Anyhow, rather than divulging any further into my notepad adventures, I believe I should probably get on and review this thing. While as much information as I can remember about it still remains in the mindbox. Right. So, for a start, how about a brief synopsis. As the title suggests, the film revolves around the life of a man who has recently come to meet his doppelganger, a double, a man that looks exactly like him in every way. But is far from identical in personality. They are effectively two halves – you have Simon James, the timid and anxious, invisible employee. And then his indistinguishable new friend, James Simon, the confident womaniser who seems hell-bent on Simon’s destruction. And then to complete the trio we meet the woman of Simon’s dreams, Hannah, who lives across the way from him and has been his conquest for too long. This is picked up on by James which starts the beginning of a series of events, masterminded by James, all set on abusing Simon, finally making him realise they are part of the same person and that one or other of them needs to face destruction to secure the survival of the other. So yes, a little bit of a tenuous storyline, but very clever nonetheless. As long as you can keep up. Which may have been a little bit of a struggle at points. But I’m sure that’s just me.

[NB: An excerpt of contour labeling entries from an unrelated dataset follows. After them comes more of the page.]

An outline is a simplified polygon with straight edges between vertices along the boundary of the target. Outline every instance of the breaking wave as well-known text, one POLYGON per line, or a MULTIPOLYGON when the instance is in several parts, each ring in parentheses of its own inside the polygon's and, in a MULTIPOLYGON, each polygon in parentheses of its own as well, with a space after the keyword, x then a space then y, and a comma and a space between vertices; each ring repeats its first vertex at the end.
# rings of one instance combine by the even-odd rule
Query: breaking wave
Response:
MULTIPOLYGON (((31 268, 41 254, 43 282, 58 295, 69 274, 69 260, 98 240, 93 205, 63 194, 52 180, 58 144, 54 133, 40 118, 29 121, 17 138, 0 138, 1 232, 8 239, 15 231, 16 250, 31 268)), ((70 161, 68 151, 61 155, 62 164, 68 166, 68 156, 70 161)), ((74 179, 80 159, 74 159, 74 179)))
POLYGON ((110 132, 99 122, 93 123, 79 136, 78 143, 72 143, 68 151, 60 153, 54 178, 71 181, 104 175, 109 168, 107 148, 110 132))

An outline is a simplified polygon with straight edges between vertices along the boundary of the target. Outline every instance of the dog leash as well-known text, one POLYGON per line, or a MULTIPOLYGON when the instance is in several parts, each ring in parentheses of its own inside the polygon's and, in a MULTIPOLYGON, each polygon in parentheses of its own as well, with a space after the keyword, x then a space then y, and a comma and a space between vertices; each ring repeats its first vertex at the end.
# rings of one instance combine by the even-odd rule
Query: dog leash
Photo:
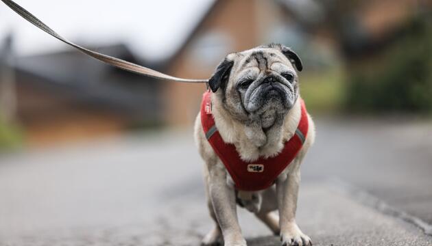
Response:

These characters are part of a new dystopian world where shadows and darkness seem to be the only decor, save for a photo of the Colonol on the walls and from the beginning, the film has a rather 1984/Brazil feel. And, while I’m sure there are many other artistic nuances contained within the film, it is highly unlikely that I picked up on them. But purely on imagery, this film is top-notch. It evokes the anxiety of the characters – real people who are just trying to survive the harsh nature of this world they have been thrust into. With no choice and no way of getting out. The cinematography is highly atmospheric and provocative, focusing on the starkness and lack of humanity contained within the universe of the Double. It gives it a classic feel, rather like Submarine. Yes, there are fewer primary colours. Well, a general lack of colour anywhere, but in terms of how it was filmed, anyone with knowledge of Submarine would be able to recognise Ayoade’s post-debut directorial input. Put simply, he just seems to know how to make beautiful and visually interesting films. It truly is stunning, especially considered that the colour scheme is mainly set on the varying tones of beige and grey that can be achieved.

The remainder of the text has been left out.